[Date Prev][Date Next][Thread Prev][Thread Next][Date Index][Thread Index]

Re: My prod at IDN requirements



--On 2000-01-04 11.04 +0800, James Seng <jseng@pobox.org.sg> wrote:

> this will be a problem if ISO10646 is used. because of the CJK unification
> (arggh who is the idiot?)

The BIG question is from my point of view whether CJK unification should be 
used here, or not (because it is bad). If it is not, can this group create 
something better? See though column 1 and 14 of 
ftp://ftp.unicode.org/Public/UNIDATA/UnicodeData.txt and 
ftp://ftp.unicode.org/Public/UNIDATA/SpecialCasing.txt before answering... 
:-)

Traditionally the IETF is better at (a) Grandfathering something created 
elsewhere and (b) Forced that "other" body to do a good job, than doing 
something from scratch.

I am not saying that you should adopt everything already done, but think 
twice if it is not (still) better to use something that is done...

The same thing with equality and casing.

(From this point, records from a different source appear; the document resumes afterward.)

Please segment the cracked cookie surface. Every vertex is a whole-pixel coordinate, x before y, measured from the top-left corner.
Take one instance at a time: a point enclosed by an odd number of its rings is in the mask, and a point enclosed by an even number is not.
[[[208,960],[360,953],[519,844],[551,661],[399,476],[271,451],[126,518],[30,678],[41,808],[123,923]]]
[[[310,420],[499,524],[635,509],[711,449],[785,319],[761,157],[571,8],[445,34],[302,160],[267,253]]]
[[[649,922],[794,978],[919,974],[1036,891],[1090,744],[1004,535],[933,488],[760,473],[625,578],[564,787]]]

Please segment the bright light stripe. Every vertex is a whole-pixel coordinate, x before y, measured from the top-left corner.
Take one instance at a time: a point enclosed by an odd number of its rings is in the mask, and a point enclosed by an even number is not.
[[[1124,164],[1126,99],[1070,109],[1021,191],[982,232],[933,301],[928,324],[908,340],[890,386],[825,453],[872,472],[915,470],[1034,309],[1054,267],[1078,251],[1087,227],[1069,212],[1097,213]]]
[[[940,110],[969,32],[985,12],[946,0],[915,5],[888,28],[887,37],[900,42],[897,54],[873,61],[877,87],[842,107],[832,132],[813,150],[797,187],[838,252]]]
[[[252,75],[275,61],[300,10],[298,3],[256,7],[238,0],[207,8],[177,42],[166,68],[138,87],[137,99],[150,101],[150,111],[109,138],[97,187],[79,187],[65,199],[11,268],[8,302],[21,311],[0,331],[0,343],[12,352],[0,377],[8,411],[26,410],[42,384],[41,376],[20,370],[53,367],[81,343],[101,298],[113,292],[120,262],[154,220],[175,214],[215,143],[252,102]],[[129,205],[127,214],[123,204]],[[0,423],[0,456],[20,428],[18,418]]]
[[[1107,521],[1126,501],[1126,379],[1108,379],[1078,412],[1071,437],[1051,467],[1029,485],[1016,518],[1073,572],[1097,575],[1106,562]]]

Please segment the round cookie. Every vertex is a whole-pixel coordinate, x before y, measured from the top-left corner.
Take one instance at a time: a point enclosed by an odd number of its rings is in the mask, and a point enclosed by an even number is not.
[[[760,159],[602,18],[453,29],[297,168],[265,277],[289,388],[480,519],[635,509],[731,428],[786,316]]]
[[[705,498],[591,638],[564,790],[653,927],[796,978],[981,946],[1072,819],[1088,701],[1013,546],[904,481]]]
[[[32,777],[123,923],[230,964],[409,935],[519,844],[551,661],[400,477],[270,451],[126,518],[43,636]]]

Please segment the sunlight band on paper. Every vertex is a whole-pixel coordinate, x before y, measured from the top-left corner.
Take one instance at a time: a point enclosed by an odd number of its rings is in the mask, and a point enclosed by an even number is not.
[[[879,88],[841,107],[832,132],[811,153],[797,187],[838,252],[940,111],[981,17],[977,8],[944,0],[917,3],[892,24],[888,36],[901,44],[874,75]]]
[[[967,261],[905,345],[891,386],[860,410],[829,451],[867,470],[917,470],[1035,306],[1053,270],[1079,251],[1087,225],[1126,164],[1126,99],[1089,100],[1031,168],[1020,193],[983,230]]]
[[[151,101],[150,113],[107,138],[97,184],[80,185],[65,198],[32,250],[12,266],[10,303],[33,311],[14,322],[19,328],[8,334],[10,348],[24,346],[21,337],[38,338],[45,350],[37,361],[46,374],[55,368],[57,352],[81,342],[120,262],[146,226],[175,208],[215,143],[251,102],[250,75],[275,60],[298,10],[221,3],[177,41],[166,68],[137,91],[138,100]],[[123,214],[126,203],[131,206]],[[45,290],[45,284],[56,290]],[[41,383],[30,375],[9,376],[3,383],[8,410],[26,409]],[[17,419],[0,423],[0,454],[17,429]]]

Being a western-european person, 
only working with some inuit charsets needed in Canada, and helping some 
people in the far eastern library in Stockholm with chinese character sets 
on the mac, I of course do not know enough about these things -- BUT, I see 
that the UNICODE consortium have defined the decomposition rules which 
makes it possible to write code which does comparison of characters (not 
sorting).  (See column 1 and 6 of 
ftp://ftp.unicode.org/Public/UNIDATA/UnicodeData.txt)

Are those rules too bad to use for equality definitions? Can we do anything 
better?

If those rules are used, I read the table from Harald the following way:

> For matching records, Choose One:
>
>    it matters whether matching is consistent across all servers

Yes

>    it doesn't matter whether matching is consistent across all servers

No

>    i18c Cyrillic A must compare equal to Latin A
>    i18c Cyrillic A must compare not equal to Latin A

U+0410 eq U+0041?

No

>    i18c A with Ring Above must compare equal to a with ring above
>    i18c A with Ring Above must compare not equal to a with ring above

U+00C5 eq U+00E5?

Yes

>    i18c ASCII A must compare equal to a
>    i18c ASCII A must compare not equal to a

0x41 eq U+0041?

Yes

>    i18c A + COMBINING RING ABOVE must compare equal to A with Ring Above
>    i18c A + COMBINING RING ABOVE must not compare equal to A with Ring
>    Above

(U+0041 + U+030A) eq U+00C5?

Yes


I know we were supposed to come up with requirements, but I "just" wanted 
to show what is possible to define given _one_ specific set of rules 
created somewhere else. Whether those rules are good or bad, a different 
question. I personaly think the questions from Harald were extremely good, 
and when having answers to them, we can see if we need to create our own 
rules, or if we can use something created elsewhere.

Regarding what Martin wrote, the question whether the server or the user 
should define equality, I must say that it must be the same. A user 
initiates a query to a DNS server, and the server is going to return 
records depending on equality definitions in the server. Compared with a 
more "normal" white-pages query in a database, the user does not do a 
post-processing of any kind. I.e. getting false-positives back from a 
server is not an option in DNS -- but one can use that method extremely 
effective when doing white-pages services. I.e. it is better to return some 
extra records than risking missing one. In the case of DNS, we need to 
define equality in such a way that we get back the same result all the 
time. From all servers.

   paf